Septation behaviour of the apical cell in Streptomyces granaticolor mycelia

The septation behaviour of the apical hyphal cell, which solely brings about hyphal elongation, was studied using mycelia grown at different specific growth rates (μ) (chemostat and batch cultures). After cell wall staining it was found that both the apical cell ( c 1) and the adjacent subapical cell ( c 2) were generally unbranched. Thus, their length ( L ) could be easily determined. As the growth rate decreased, Lc 1 as well as Lc 2 decreased, but cells smaller than 5 μm were not observed, even at extremely slow rates of growth (μ = 0.06 h −1 ). The largest cells were observed in rich media, where Lc 1 attained 4l μm. Since Lc 2 represented the length of one of the new‐born daughter cells of c 1, the distribution curves of Lc 2 were used to look for regularity of septation.

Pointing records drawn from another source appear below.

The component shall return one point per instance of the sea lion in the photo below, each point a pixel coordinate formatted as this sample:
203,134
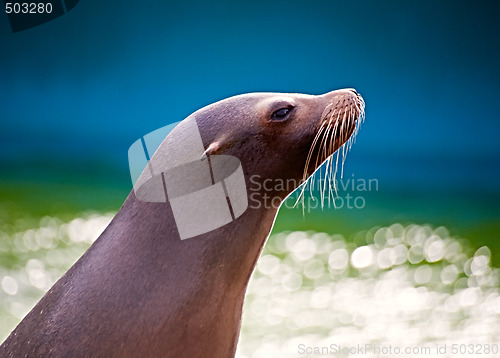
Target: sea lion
141,291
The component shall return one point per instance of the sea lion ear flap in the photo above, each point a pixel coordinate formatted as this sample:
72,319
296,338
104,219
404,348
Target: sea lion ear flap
213,148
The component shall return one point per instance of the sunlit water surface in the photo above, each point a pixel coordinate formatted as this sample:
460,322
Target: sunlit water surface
312,294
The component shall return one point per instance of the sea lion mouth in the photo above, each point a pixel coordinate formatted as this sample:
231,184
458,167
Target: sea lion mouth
336,133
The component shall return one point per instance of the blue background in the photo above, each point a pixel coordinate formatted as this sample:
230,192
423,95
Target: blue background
76,92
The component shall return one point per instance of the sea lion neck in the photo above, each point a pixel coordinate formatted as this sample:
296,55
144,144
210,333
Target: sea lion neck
224,257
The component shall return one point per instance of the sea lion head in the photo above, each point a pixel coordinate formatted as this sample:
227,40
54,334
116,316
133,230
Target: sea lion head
268,144
281,136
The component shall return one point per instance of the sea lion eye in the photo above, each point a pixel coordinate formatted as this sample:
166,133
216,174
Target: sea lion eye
280,114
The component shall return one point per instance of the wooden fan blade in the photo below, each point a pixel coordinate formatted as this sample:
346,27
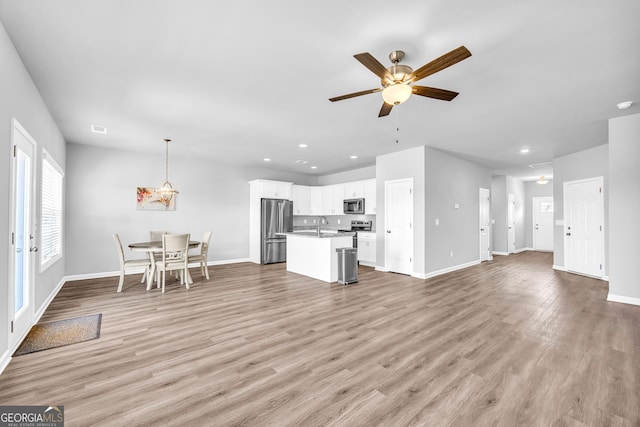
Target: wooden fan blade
385,110
439,64
373,64
353,95
434,92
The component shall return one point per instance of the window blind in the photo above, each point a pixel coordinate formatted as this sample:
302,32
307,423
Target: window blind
51,220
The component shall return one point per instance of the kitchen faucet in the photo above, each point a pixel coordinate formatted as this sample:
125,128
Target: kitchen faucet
320,222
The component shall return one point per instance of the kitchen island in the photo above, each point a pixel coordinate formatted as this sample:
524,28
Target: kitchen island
314,254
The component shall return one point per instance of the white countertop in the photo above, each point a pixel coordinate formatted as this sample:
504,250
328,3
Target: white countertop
324,234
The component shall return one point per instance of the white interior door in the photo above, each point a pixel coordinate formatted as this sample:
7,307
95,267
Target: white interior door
584,226
511,223
399,226
543,223
22,235
485,224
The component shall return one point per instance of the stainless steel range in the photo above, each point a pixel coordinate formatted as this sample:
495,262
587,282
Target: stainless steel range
356,226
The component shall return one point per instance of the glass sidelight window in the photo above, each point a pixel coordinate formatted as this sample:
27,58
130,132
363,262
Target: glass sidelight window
51,215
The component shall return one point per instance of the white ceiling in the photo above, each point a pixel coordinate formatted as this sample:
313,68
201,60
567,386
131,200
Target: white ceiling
244,80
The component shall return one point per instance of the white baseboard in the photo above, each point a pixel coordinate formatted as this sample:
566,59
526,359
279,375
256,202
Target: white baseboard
450,269
562,268
229,261
6,357
4,360
517,251
623,299
46,303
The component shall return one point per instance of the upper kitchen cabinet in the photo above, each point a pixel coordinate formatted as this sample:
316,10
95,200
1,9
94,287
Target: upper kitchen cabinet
267,189
300,194
332,198
315,201
370,196
354,190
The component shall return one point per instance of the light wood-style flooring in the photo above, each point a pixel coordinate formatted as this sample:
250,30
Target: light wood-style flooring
510,342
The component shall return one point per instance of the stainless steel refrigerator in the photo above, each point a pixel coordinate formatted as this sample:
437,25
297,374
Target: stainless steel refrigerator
276,217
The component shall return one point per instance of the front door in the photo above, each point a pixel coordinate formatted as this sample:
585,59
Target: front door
584,226
23,248
485,224
399,226
543,223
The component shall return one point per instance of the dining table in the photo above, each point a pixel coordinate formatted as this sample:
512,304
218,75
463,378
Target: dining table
154,247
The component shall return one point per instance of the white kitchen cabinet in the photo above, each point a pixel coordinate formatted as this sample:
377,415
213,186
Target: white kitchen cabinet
332,198
370,196
315,201
300,194
267,189
367,248
354,190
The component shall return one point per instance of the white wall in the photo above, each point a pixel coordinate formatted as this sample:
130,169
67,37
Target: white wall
499,214
585,164
20,99
352,175
101,200
450,180
624,199
533,189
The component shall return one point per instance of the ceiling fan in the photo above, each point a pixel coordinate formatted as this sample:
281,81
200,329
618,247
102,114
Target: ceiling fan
397,80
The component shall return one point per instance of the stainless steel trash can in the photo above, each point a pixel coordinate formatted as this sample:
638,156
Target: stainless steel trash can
347,265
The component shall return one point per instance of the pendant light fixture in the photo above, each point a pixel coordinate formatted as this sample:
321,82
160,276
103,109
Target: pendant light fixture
167,191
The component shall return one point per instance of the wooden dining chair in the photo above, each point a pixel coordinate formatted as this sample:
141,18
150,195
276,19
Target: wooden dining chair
175,257
156,236
201,258
126,263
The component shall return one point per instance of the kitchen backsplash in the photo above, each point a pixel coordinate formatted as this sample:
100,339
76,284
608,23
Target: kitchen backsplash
336,222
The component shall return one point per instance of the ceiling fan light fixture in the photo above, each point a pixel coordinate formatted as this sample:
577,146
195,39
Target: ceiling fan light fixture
542,180
399,73
396,94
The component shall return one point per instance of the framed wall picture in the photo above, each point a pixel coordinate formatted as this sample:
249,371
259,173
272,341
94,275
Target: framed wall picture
148,199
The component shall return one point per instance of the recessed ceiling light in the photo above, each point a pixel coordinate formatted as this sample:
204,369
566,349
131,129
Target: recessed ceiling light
624,105
99,129
540,165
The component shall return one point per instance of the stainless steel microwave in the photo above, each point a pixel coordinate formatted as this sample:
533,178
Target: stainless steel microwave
353,206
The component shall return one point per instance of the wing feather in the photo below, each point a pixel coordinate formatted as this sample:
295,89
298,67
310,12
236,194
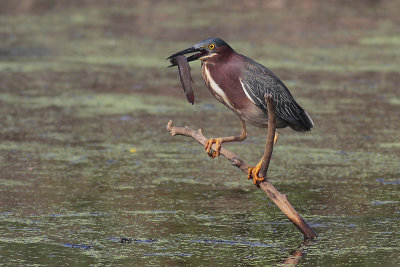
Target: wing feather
258,81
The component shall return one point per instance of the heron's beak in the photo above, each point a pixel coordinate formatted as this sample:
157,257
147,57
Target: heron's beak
187,51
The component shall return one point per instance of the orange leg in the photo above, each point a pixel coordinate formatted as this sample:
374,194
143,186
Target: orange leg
252,172
218,141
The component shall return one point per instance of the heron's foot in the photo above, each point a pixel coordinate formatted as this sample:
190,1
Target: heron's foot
276,137
253,173
211,152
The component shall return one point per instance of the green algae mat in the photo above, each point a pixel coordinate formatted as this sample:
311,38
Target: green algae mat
89,174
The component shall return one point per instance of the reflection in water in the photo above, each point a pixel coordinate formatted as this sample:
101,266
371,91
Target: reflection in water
296,256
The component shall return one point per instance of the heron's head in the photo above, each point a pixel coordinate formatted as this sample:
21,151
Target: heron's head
205,49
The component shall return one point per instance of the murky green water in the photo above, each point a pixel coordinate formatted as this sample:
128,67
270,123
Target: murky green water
85,158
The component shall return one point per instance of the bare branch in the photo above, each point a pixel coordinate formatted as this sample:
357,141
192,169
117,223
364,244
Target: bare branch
279,199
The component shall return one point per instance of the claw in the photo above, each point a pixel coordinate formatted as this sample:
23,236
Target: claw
252,172
209,143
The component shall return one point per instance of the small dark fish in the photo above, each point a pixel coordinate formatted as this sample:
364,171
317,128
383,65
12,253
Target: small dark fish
184,74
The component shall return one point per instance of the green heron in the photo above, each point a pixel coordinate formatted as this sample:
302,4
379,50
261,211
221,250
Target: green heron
241,84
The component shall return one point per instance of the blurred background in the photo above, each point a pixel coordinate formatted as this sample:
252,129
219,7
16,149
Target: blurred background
85,159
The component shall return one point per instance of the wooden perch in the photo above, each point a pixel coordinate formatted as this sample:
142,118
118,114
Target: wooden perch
279,199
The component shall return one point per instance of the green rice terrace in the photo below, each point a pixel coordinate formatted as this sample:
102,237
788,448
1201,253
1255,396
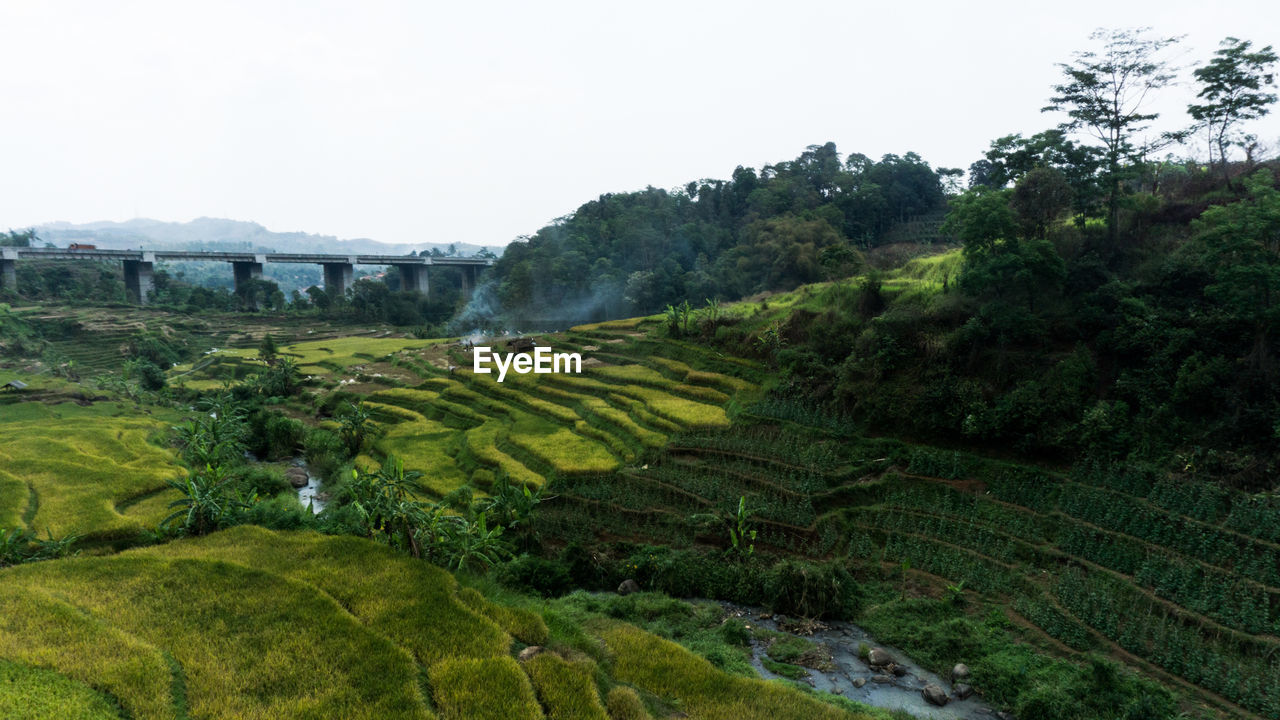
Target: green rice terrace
1105,588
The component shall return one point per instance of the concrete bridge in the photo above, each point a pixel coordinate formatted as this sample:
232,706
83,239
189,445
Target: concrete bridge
338,269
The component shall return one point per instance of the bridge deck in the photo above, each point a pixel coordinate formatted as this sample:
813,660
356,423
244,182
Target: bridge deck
176,255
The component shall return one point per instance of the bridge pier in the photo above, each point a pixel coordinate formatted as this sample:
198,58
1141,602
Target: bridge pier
246,272
140,278
338,277
414,278
9,270
467,281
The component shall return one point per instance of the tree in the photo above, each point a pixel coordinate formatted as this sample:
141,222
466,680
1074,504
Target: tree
266,350
18,238
1040,199
1239,246
1233,89
356,427
1010,158
1105,95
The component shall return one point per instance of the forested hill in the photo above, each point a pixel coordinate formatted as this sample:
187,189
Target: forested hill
775,228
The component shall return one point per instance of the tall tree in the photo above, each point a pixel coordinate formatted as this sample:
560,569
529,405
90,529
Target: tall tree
1106,95
1233,90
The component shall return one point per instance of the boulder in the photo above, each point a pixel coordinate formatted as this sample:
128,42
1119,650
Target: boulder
878,657
935,695
531,651
297,477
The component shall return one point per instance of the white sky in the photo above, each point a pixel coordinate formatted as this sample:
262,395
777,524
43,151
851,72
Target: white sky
430,122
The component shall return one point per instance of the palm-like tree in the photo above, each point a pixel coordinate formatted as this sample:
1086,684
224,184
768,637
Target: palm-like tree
356,425
205,500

Especially at slow rates of growth, the curves indicated that in c 1 septation did not occur randomly. By using Lc 2 the interdivision time T of c 1 was calculated. At fast rates of growth it was identical to the earlier determined replication time C , indicating that in mature hyphae septation was coupled to the rounds of DNA replication. Lc 1 and Lc 2 were used to calculate the length of c 1 at birth and at the start of septation. It was found that upon septation the appearing daughter cells were differently sized. Depending on the growth rate, the apically situated daughter cell was 1.37 to 1.81 times larger than the subapical daughter ( c 2). Based on the functional heterogeneity of the sister cells a hypothesis was invented, which could explain the asymmetric septation pattern. It involves the existence of a period S between the determination of the septum site at median position and the actual process of septum formation. The duration of S was calculated, and its correlation to the T and C values at the corresponding growth rates was discussed. Two mechanisms could be distinguished, which were responsible for the immense increase of Lc 1 at fast rates of growth.